3.2 Limitations: External validity

External validity refers to the ability to generalise the results to other groups in the population apart from the sample studied (see section: External and internal validity). For a study to be externally valid, it must first be internally valid.

Importantly, external validity refers to how well the sample is likely to represent the target population as given in the RQ.

For example, suppose the RQ is 'Among Queenslanders, what proportion own a smart speaker?'.

The study is externally valid if the sample is representative of Queenslanders, and hence the results from the sample are likely to apply to Queenslanders as a whole.

The results do not have to apply to people in the rest of Australia. The intended population, as given in the RQ, is Queenslanders.

External validity refers to the applicability or the generalisability of the results to the target (or intended) population (Example), which depends on how the sample was obtained: results from random samples are likely to generalise to the population and be externally valid when appropriately analysed. (The analyses in this subject assume all samples are simple random samples.) Furthermore, results from approximately representative samples may generalise to the population and be externally valid if those in the study are not obviously different than those not in the study.

Example 3.2 (External validity) A New Zealand study (Gammon et al. 2012) identified (for well-documented reasons) a particular group to study: 'women of South Asian origin living in New Zealand' (p. 21).

The women in the sample came from a study

... which investigated the health and lifestyle of women of South Asian origin living in New Zealand.

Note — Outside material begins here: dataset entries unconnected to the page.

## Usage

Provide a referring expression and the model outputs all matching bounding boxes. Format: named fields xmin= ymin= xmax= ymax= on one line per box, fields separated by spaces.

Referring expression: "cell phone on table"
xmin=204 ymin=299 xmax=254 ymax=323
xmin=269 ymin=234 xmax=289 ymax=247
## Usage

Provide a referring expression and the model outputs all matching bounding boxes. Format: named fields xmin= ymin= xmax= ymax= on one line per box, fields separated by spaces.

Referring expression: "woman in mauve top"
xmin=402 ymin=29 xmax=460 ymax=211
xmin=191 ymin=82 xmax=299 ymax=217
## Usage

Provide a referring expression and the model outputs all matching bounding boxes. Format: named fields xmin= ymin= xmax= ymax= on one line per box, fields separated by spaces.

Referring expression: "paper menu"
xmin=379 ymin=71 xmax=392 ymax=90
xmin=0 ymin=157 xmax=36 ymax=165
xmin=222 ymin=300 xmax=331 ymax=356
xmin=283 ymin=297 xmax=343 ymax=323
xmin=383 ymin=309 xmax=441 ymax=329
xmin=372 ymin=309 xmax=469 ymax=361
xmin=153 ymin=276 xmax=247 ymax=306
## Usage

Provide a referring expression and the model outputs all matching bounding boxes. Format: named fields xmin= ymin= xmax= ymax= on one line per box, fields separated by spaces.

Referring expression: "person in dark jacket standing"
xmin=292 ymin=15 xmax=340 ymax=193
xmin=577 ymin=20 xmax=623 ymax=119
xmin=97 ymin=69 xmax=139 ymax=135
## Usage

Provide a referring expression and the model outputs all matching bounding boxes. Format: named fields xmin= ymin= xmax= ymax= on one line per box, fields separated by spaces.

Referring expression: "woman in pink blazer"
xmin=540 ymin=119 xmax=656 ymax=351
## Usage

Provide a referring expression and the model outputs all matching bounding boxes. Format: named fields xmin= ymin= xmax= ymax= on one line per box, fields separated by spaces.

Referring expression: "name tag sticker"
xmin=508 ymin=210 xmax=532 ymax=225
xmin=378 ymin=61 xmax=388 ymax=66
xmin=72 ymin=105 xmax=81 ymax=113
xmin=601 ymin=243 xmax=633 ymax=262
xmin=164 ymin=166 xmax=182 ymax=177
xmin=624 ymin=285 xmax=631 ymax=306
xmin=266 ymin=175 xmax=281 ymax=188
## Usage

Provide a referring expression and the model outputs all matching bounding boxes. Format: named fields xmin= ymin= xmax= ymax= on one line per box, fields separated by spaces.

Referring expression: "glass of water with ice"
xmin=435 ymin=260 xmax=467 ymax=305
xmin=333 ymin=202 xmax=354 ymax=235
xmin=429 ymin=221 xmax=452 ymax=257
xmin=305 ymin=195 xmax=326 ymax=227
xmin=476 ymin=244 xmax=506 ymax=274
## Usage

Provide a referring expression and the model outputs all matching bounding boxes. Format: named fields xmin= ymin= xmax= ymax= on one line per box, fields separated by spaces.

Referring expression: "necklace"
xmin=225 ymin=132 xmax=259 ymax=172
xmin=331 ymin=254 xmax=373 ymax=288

Subjects [...] were recruited using a convenience sample method throughout Auckland, which is New Zealand's largest city, and the city in which most South Asian immigrants settle...

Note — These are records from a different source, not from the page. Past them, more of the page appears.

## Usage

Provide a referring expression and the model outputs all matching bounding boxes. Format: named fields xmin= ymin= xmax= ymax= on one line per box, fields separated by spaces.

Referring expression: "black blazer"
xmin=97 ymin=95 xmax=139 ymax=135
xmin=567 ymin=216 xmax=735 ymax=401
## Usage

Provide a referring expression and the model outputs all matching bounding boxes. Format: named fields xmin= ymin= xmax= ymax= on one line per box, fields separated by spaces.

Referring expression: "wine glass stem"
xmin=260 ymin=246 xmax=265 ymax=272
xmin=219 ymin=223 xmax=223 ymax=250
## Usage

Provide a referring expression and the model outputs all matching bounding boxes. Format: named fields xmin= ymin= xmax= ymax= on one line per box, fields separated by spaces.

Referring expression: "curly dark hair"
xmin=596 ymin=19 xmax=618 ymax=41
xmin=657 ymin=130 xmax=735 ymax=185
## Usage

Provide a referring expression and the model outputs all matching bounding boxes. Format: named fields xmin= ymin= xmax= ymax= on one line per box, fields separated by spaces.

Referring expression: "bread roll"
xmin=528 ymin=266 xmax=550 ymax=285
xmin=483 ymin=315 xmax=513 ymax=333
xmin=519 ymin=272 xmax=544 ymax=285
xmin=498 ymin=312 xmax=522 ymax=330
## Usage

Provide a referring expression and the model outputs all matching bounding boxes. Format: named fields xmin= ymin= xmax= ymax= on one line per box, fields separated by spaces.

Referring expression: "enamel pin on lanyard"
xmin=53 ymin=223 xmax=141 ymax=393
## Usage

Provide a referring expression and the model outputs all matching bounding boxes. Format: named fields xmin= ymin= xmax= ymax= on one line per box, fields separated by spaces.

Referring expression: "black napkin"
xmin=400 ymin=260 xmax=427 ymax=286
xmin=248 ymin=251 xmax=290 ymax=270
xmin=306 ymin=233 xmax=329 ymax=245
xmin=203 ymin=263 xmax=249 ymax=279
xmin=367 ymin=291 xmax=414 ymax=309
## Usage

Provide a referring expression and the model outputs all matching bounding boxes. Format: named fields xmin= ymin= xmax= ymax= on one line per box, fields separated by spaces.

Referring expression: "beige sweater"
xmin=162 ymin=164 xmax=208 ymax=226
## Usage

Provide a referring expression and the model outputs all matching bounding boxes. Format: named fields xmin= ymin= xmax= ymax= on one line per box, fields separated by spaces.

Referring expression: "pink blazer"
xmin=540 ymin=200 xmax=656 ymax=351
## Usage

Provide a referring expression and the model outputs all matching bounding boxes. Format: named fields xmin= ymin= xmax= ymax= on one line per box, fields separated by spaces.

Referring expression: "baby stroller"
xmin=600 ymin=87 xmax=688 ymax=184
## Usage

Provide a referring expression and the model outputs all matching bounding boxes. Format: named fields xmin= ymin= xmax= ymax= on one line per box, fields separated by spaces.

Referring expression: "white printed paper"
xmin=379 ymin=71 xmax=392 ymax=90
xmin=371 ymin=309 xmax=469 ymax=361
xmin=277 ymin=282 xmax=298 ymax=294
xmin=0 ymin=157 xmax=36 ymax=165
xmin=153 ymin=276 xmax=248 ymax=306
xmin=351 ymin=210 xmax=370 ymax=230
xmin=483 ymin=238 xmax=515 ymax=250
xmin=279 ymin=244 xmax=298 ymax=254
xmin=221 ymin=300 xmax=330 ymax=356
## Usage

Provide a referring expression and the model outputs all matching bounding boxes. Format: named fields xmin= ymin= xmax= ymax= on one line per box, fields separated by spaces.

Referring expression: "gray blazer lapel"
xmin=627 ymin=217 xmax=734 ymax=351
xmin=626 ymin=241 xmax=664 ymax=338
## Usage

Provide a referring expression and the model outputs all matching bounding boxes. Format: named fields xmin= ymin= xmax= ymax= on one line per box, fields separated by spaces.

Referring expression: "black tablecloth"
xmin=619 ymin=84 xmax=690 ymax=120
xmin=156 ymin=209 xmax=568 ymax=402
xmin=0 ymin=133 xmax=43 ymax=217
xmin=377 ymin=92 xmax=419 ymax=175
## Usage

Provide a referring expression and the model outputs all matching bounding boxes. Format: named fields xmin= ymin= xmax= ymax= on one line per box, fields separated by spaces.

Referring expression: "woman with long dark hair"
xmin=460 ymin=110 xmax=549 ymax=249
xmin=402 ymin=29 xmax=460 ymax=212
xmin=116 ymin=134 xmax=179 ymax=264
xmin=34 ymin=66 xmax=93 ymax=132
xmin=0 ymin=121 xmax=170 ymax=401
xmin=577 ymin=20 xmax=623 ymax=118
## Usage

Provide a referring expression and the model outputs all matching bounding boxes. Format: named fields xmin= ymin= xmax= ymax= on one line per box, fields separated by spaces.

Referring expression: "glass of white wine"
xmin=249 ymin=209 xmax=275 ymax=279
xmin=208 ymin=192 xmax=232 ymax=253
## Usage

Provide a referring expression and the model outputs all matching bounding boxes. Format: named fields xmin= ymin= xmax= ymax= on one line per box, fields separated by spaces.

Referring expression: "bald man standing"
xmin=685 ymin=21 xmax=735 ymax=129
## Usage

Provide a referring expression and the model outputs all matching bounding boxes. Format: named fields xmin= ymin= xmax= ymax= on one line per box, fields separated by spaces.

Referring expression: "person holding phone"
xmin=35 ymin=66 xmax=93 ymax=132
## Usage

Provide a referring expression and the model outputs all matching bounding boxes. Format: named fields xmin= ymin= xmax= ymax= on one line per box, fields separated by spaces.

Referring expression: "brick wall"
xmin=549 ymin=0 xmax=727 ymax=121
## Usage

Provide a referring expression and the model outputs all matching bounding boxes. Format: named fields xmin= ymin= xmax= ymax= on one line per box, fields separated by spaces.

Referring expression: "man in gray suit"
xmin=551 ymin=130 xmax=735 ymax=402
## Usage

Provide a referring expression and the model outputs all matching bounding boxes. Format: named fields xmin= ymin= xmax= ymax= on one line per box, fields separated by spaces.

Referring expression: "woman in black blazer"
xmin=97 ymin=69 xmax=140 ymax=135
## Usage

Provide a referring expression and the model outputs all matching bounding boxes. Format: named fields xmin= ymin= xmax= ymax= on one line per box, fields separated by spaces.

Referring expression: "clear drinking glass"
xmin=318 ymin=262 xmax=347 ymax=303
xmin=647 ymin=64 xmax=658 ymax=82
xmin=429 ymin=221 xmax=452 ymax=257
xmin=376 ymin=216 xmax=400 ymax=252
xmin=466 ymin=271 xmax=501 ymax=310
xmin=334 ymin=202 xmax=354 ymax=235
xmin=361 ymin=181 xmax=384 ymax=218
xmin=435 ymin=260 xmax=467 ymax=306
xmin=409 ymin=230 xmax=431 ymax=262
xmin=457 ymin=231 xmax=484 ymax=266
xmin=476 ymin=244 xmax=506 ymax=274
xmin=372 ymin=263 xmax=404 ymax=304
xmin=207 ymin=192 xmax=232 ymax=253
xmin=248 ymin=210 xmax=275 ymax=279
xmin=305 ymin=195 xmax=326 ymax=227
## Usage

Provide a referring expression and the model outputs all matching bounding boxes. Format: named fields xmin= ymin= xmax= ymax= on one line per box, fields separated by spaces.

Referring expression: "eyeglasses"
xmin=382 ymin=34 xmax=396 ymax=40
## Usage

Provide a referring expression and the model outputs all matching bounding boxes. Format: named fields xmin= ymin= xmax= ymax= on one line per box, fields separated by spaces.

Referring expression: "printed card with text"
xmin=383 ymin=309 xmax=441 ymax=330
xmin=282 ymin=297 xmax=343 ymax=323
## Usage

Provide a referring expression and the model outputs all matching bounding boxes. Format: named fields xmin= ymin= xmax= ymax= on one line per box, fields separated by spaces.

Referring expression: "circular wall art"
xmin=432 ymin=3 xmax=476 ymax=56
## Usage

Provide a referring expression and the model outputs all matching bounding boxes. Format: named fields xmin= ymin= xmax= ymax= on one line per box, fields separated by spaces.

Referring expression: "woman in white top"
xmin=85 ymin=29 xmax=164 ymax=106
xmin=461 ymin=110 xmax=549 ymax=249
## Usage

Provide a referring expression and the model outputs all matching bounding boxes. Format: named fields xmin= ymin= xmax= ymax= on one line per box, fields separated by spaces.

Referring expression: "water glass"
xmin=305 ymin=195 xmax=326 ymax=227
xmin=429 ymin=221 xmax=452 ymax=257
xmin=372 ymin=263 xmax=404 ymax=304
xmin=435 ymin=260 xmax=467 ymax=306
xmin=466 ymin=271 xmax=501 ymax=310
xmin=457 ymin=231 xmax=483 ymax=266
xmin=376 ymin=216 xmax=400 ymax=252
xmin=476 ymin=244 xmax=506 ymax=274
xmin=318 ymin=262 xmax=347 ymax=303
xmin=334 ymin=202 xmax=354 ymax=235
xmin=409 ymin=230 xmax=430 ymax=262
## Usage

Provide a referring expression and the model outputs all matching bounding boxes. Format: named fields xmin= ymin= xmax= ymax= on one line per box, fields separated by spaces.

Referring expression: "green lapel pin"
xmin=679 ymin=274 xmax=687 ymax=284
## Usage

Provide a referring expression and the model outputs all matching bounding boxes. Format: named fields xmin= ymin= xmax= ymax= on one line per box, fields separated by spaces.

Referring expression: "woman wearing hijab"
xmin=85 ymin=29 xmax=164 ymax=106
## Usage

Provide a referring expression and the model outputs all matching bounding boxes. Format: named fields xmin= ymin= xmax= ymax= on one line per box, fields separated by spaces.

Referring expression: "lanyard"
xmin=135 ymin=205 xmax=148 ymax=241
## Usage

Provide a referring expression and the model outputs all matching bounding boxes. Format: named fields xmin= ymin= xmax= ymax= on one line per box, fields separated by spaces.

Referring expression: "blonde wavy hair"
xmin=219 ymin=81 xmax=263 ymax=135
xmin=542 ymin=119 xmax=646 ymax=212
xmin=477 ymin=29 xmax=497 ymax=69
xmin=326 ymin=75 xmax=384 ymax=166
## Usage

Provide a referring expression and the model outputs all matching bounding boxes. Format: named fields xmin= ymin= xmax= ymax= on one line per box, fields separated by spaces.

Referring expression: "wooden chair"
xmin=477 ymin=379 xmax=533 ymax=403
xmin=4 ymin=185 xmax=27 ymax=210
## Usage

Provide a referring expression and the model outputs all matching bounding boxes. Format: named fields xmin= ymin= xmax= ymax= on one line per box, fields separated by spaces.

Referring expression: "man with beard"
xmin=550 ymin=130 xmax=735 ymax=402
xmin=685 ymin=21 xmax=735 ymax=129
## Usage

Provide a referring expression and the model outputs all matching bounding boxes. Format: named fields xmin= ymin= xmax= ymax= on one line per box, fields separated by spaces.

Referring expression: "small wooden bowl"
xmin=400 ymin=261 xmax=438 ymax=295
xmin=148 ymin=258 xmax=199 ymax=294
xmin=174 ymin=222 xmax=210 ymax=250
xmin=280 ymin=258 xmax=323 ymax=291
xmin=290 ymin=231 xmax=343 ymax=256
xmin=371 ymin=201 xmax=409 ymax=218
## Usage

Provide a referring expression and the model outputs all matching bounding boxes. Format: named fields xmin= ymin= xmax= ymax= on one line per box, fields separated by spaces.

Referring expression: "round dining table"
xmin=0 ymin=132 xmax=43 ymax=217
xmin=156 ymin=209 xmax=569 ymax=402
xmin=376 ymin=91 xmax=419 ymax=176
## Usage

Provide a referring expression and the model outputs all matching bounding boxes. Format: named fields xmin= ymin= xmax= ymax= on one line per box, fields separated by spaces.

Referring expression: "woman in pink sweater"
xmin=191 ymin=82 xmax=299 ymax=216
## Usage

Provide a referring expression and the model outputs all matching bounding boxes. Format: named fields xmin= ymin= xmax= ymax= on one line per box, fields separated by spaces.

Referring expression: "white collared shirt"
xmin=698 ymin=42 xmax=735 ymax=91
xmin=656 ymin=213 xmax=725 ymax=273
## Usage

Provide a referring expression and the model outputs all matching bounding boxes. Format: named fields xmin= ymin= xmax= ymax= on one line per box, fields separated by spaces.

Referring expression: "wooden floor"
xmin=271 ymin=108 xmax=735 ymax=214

--- (Gammon et al. (2012), p. 21)

The results may not generalise to the intended population of 'women of South Asian origin living in New Zealand' because all the women in the sample came from only one city in New Zealand (Auckland), and the sample was not a random sample.

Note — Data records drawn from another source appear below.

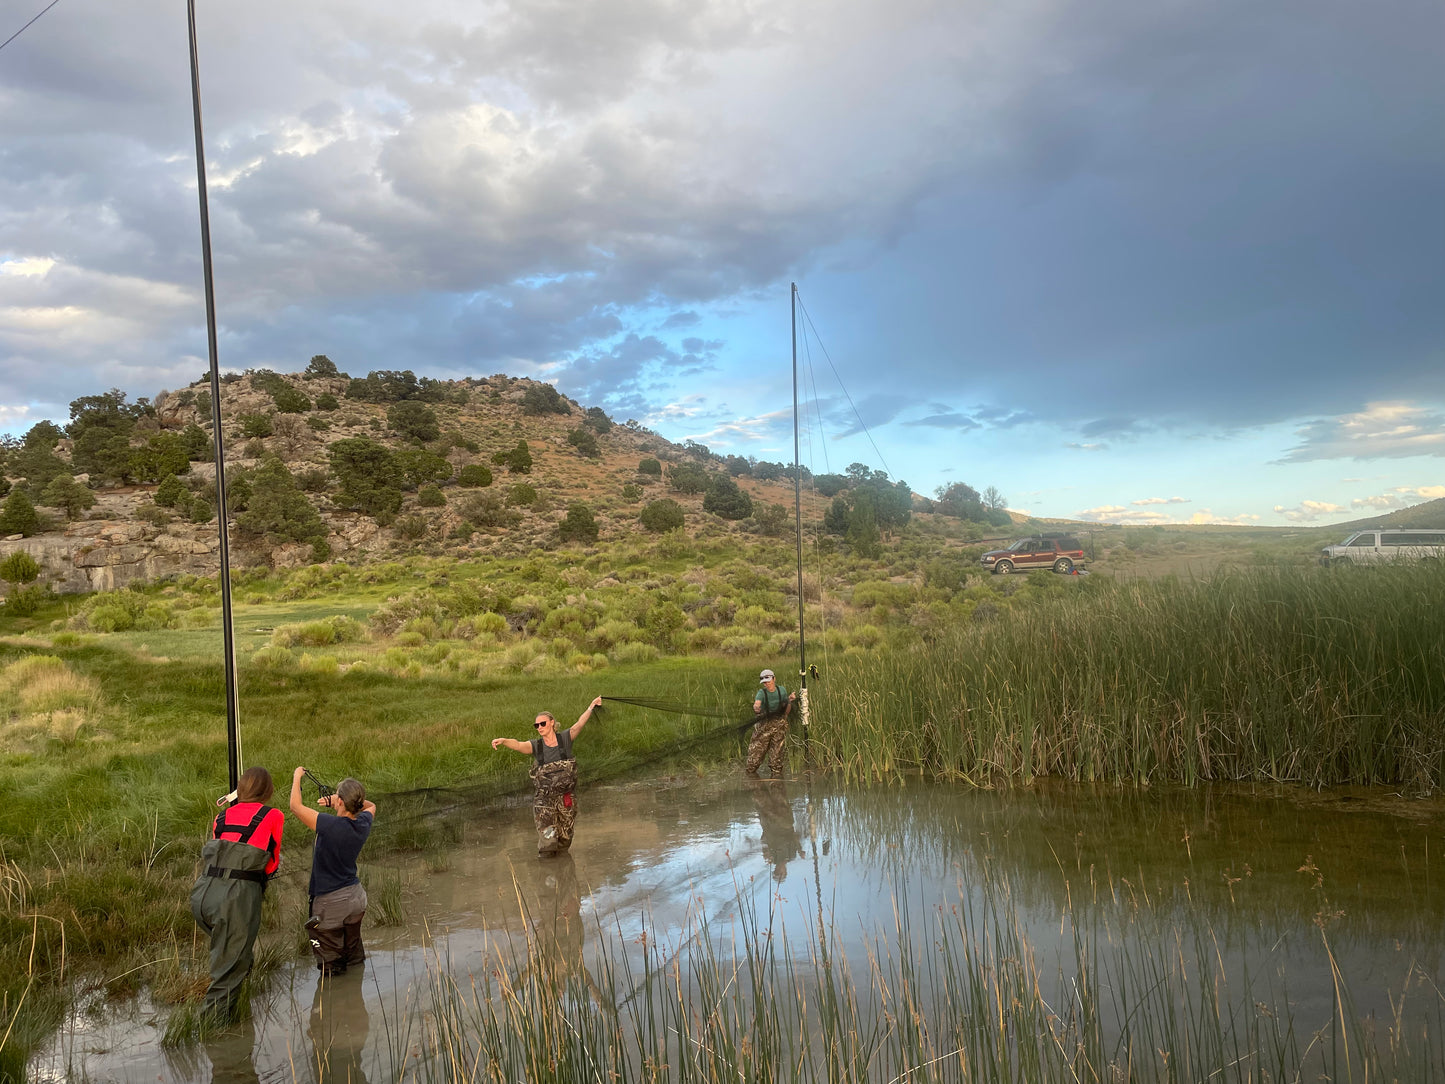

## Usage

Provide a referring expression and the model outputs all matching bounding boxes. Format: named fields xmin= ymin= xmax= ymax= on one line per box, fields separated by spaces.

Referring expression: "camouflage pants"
xmin=746 ymin=715 xmax=790 ymax=776
xmin=531 ymin=759 xmax=578 ymax=855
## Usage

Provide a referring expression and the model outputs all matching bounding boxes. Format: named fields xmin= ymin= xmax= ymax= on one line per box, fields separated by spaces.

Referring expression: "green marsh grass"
xmin=811 ymin=562 xmax=1445 ymax=788
xmin=0 ymin=637 xmax=753 ymax=1073
xmin=5 ymin=555 xmax=1443 ymax=1074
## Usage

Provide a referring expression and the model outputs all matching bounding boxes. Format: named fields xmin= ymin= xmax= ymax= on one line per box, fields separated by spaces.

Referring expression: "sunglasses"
xmin=533 ymin=720 xmax=549 ymax=730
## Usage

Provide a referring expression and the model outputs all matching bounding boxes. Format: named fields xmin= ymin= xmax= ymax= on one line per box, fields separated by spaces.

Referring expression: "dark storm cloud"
xmin=807 ymin=0 xmax=1444 ymax=431
xmin=830 ymin=393 xmax=913 ymax=439
xmin=1 ymin=0 xmax=1439 ymax=442
xmin=903 ymin=410 xmax=979 ymax=431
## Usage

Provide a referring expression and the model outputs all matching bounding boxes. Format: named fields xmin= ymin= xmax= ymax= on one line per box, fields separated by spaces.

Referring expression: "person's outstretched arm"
xmin=492 ymin=736 xmax=533 ymax=754
xmin=289 ymin=766 xmax=321 ymax=832
xmin=569 ymin=696 xmax=603 ymax=739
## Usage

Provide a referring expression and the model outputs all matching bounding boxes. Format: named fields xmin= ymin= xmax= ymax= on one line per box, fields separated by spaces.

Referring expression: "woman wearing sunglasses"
xmin=492 ymin=696 xmax=602 ymax=855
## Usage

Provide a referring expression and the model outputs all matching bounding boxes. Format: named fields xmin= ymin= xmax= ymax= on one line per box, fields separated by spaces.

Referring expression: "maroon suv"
xmin=980 ymin=536 xmax=1085 ymax=574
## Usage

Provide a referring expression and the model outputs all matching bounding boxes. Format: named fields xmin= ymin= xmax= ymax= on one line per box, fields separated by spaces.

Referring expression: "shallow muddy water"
xmin=31 ymin=774 xmax=1445 ymax=1082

The results will not generalise to all New Zealand women, but this is not a limitation: the target population was only 'women of South Asian origin living in New Zealand'. The researchers did not intend the results to apply to all New Zealand women.

Example 3.3 (Using biochar) A study of using biochar (Farrar et al. 2018) to grow ginger only used one farm at Mt Mellum, Australia.

While the results may only apply to growing ginger at Mt Mellum, the encouraging results suggest that a wider, more general, study of the impact of using biochar to grow ginger would be worthwhile.

In addition, ginger is usually grown is similar types of climates and soils, so the results may apply to other ginger farms also.

References

Farrar, Michael B., Helen M. Wallace, Cheng-Yuan Xu, Thi Thu Nhan Nguyen, Ehsan Tavakkoli, Stephen Joseph, and Shahla Hosseini Bai. 2018. “Short-Term Effects of Organo-Mineral Enriched Biochar Fertiliser on Ginger Yield and Nutrient Cycling.” Journal of Soils and Sediments, 1–15.
Gammon, Cheryl S., Pamela R. von Hurst, Joan Coad, Rozanne Kruger, and Welma Stonehouse. 2012. “Vegetarianism, Vitamin B12, and Insulin Resistance in a Group of Predominately Overweight/Obese South Africian Women.” Nutrition 28: 20–24.